As for size, it's about right. There are times when it can feel suffocating as you keep seeing the same people everywhere. That's when you go abroad or make efforts to meet people outside your circle of friends. But, the smallness of school really allows you to build community. It also makes a huge difference in the quality of education. We may have less breadth, but the interaction with teachers is unparelled. You may hate the fact that you can't hide from your professor, but the smallness of classes forces you to be really involved in your education (This isn't to say that you can't get away without doing the reading or skimming, you most certainly can, just pick your classes for that wisely).
I spent most of my time on campus bouncing around between the buildings in which I had classes, Parrish, Sharples, the fieldhouse, my dorm, McCabe, Science Center Commons, and working outside when it was beautiful. The best part was when I figured out that I could work outside late into the night, perched on the steps of Parrish that are have lights that go on in the evening. I was a bit of a nomad at Swat, especially in my study habits. Most of my friends could be found in 3-4 places on campus, I continually switched up my spots, depending on how well I was focusing in a certain area.

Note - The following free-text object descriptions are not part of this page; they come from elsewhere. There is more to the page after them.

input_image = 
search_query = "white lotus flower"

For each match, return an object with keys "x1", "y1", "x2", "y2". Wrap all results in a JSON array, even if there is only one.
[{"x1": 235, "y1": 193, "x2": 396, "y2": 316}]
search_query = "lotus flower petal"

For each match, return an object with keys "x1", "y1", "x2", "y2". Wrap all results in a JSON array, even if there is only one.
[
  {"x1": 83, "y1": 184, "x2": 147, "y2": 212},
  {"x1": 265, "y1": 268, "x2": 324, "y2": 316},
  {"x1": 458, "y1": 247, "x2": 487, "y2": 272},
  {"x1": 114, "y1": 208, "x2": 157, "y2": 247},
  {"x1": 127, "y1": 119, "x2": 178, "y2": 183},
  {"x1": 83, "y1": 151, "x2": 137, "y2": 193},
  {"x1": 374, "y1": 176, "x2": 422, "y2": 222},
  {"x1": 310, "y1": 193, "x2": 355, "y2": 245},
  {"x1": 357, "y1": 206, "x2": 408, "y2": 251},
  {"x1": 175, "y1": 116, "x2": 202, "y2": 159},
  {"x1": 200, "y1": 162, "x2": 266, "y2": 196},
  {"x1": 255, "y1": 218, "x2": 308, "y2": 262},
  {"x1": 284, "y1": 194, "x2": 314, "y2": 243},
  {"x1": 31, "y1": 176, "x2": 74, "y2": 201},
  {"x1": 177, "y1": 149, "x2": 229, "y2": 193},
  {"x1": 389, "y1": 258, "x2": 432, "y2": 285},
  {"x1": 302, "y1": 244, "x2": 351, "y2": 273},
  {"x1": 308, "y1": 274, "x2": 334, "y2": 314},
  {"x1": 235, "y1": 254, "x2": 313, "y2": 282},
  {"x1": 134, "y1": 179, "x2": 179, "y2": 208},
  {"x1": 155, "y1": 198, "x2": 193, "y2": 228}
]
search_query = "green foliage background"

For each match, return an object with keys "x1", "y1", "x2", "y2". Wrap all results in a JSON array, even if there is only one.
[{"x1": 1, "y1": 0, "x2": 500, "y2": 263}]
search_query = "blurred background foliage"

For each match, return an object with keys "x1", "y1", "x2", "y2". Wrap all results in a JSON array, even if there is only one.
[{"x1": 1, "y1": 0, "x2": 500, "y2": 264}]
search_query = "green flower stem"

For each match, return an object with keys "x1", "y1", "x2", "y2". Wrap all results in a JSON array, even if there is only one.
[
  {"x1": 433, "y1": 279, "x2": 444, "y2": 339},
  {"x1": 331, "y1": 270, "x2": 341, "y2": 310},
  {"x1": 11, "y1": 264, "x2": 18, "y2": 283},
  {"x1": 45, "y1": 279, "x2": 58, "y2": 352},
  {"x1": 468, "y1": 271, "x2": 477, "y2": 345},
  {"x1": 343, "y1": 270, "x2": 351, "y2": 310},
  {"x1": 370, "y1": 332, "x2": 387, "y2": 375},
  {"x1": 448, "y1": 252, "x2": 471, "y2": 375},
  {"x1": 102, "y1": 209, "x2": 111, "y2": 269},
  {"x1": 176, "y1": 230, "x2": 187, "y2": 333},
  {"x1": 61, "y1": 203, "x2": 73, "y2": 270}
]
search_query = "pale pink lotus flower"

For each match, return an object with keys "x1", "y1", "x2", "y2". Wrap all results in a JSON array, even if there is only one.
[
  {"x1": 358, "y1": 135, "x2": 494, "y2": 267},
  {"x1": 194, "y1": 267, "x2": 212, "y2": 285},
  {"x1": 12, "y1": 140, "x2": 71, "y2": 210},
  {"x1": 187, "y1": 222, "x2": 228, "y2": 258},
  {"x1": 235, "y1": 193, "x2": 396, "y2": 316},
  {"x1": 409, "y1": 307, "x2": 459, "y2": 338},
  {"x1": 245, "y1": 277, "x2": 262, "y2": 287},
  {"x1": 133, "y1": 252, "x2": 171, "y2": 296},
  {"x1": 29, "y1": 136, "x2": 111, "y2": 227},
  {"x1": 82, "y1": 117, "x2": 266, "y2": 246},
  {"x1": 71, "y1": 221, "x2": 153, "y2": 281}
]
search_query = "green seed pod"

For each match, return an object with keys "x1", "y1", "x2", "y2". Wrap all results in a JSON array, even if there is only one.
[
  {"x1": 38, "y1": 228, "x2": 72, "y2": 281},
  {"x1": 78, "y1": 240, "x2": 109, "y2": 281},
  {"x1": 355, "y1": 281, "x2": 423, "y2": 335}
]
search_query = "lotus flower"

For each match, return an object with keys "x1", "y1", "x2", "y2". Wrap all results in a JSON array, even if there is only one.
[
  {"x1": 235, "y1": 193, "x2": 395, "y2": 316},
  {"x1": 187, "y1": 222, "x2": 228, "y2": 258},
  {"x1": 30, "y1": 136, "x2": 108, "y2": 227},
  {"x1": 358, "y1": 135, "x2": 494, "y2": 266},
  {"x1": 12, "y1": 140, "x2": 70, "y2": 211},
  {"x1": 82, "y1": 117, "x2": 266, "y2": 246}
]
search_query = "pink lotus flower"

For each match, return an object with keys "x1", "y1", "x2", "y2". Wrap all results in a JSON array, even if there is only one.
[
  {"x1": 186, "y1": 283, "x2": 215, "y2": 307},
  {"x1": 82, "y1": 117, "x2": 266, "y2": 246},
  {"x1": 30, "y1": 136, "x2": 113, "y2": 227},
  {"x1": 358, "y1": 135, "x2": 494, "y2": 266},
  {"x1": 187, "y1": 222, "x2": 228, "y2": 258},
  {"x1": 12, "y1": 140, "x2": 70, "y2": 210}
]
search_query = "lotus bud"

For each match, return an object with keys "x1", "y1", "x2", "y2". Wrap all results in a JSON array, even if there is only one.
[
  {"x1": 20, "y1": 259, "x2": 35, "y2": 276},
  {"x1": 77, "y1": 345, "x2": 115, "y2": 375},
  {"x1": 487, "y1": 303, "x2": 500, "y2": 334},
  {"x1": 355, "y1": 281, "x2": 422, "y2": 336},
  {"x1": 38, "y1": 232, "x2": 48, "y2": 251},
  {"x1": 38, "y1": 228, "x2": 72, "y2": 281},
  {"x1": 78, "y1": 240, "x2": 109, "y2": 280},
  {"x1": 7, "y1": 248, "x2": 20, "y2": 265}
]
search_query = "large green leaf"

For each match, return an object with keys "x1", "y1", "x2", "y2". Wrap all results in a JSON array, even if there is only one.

One of my favorite moments at Swat was walking outside of McCabe library one night int he midst of studying for my Honors exams. As I walked out of the library, the stars were shining, and a string quartet was playing on the steps of Parrish Hall. It was beautiful. There I was, all stressed out over exams and the music was a pause, a moment of silence in the otherwise frantic day. That's one of my favorite parts of Swarthmore - it's easy to get wrapped up in you as a student and the small worries and fears and stressors and then, there is one moment where you see someone bagpiping or you notice the flowers that sprung up outside your window or you run across a friend you haven't seen in a while and have a three hour conversation debating philosophy outside the rose garden. It's that one moment that you remember why you love the place.
That's probably the trick about Swarthmore. How do you keep it in perspective? You are there to learn, you have probably always done well in school, or could have done well if it interested you enough. It's easy to get caught up in the papers and the pressure that you mainly put on yourself. But if you can step back from time to time, it is a beautiful place and something you won't ever run across again once you leave.